Our contractor is PR Green Tech Corp. Julio Correa, the owner, is friendly and attentive, and appears to be quite devoted to his avocation. I hope this will serve us into the future as technologies evolve.

Saturday, October 3, 2009

restart

After most of a year of delay, I have restarted my solar home project.
Yesterday (October 2), I gave a presentation on home solar power at a local parochial school, "Nuestra Señora de Carmen", in Hatillo, PR. I was very impressed by the abilities and interests of this group of 11th graders. They asked a lot of interesting questions, and in this post, I will begin to address them. We start with anticipated power cost savings.

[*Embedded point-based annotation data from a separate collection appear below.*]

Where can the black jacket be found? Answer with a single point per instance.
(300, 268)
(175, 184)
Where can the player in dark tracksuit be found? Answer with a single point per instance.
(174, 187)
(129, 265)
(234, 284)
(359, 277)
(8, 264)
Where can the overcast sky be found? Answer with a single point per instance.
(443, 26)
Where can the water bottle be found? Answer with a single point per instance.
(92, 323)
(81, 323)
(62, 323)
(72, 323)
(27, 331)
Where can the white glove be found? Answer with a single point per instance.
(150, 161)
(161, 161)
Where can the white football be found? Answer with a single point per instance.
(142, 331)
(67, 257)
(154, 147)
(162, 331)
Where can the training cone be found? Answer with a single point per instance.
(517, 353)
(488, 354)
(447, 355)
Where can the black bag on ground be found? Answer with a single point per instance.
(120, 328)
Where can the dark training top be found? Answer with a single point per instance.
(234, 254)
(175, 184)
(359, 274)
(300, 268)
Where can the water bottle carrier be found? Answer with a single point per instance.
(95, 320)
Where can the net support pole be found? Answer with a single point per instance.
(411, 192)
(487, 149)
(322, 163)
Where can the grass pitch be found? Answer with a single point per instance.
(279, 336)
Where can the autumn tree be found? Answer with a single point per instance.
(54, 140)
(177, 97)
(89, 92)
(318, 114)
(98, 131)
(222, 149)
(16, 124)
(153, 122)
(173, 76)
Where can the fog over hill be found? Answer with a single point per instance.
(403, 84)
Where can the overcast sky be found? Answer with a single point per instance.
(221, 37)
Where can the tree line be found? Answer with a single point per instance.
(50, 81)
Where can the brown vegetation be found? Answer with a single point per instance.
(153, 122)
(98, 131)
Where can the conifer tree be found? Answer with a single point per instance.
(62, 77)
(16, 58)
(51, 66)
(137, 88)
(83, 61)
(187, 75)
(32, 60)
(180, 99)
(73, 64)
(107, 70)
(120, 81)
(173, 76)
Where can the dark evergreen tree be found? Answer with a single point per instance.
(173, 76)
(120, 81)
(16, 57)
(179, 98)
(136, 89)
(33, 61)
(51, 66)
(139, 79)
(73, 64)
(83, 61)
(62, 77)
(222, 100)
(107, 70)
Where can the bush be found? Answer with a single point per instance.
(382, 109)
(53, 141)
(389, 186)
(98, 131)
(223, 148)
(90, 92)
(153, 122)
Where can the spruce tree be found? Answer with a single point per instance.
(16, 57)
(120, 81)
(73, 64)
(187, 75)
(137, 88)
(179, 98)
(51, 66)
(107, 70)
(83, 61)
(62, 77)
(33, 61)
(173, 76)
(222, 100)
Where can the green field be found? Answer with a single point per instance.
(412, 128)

The simple calculation is to estimate how many kilowatt-hours per month my system will produce and how much electrical power will cost over the coming years. We are installing a 2kW system. We can reasonably expect to have full sun on the panels for 6 hours/day, 25 days per month, which adds up to 150 h/month. We currently pay 20¢ per kWh, so this will be worth $30/month. At this rate, we will reduce our electric bill by $360 a year, or $3600 over 10 years, and it will take about 20 years to pay off our ultimate construction cost, which is close to the 25-year 80% efficiency lifetime of the panels. (A total cost of $7200 includes the tax credit we expect to receive from the PR government.) In reality, it may take 25–30 years to pay off the system.

The above calculation makes a big assumption: that electricity costs will not go up. However, only a little over a year ago we were paying close to 30¢ per kWh, and this cost will increase in the coming years. The question is, by how much? This is a big problem to estimate, as electric power costs do not change with any predictable pattern. We can assume that these costs have bottomed out, given the state of the economy, the environment, and of known reserves of petroleum (see this link for estimates of future petroleum costs) (in PR there are currently no other sources of electricity). If electrical power averages 30¢ per kWh over the next 10 years, we will save $5400 rather than $3600.

I will do some more research on electricity costs. In future posts I will touch on changes in our plans, solar-thermal power, and wind power.